Robert McNamee
Architect and now Director of the Electronic Enlightenment Project, McNamee first read astrophysics — when using computers meant punch-cards and paper tape and computer images were wave patterns on oscilloscopes! McNamee later returned to university to read for a BA and MA in Medieval English and Italian (UBC), and a DPhil (Oxford) on the sociology of texts working with the outstanding bibliographer and textual scholar Don F. McKenzie.
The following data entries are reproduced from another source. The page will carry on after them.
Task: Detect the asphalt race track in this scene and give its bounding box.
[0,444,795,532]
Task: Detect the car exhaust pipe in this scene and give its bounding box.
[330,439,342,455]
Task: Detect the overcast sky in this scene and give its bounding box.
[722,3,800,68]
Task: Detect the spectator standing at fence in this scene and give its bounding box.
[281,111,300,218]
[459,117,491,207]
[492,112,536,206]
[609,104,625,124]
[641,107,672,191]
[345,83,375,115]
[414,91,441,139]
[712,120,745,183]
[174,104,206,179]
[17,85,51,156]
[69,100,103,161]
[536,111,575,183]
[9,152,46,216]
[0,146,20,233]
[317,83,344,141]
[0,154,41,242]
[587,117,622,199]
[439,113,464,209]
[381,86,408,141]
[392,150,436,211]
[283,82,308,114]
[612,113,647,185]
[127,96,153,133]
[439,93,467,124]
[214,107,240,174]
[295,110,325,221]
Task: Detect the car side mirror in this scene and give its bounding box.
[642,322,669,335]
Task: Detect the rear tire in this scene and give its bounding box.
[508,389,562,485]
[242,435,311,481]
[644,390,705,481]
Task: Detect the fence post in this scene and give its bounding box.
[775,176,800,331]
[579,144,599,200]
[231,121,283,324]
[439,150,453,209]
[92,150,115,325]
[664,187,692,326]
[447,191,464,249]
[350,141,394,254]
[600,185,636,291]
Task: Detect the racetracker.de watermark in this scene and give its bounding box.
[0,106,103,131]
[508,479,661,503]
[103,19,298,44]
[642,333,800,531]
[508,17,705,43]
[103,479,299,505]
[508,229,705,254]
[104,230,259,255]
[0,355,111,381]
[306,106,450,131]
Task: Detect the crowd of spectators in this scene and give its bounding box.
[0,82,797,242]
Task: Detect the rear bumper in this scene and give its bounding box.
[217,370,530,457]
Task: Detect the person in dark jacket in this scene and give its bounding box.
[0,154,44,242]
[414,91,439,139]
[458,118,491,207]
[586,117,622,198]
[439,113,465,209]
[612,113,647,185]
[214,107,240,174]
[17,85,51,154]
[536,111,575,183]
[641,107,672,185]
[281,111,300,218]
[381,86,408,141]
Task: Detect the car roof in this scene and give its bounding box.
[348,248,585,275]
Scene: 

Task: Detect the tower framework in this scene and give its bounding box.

Long interested in the possibilities of associating texts and computers, McNamee worked on several early projects in the digital humanities, including medieval and modern literature. Appointed head of digital R & D at the Voltaire Foundation, University of Oxford (1995), he worked on creation of an SGML version of the massive Œuvres complete de Voltaire. During this time, he began exploring the parallels between historical correspondence networks and the Web (then just invented). The result was development of EE’s scholarly-technology for reconnecting “the world’s first global, social network”. Six Mellon Foundation grants supported the necessary technical and textual R&D, as well as development of a self-sustaining model for the ongoing research project. The resource, Electronic Enlightenment, is now distributed world-wide through Oxford University Press.
A note on ee
Abstract: The Electronic Enlightenment Project is built on a simple premise: that the correspondence networks of the pre-digital age are paradigms of social networking and connectedness. Inevitably, print publication paralyzes that spatial, temporal and intellectual dynamic. EE seeks to reinvigorate the exchange: letting historical figures once again “talk to each other” — and thereby allowing us to interact with the conversation — within an increasingly complex and complete historical environment. At least in part, this is a realization of Tim Berners-Lee’s dream for the World Wide Web. Everyone and everything (from objects, to locations, to quotations), on a principle of universal equivalence, existing as a point, moment or pathway of exchange.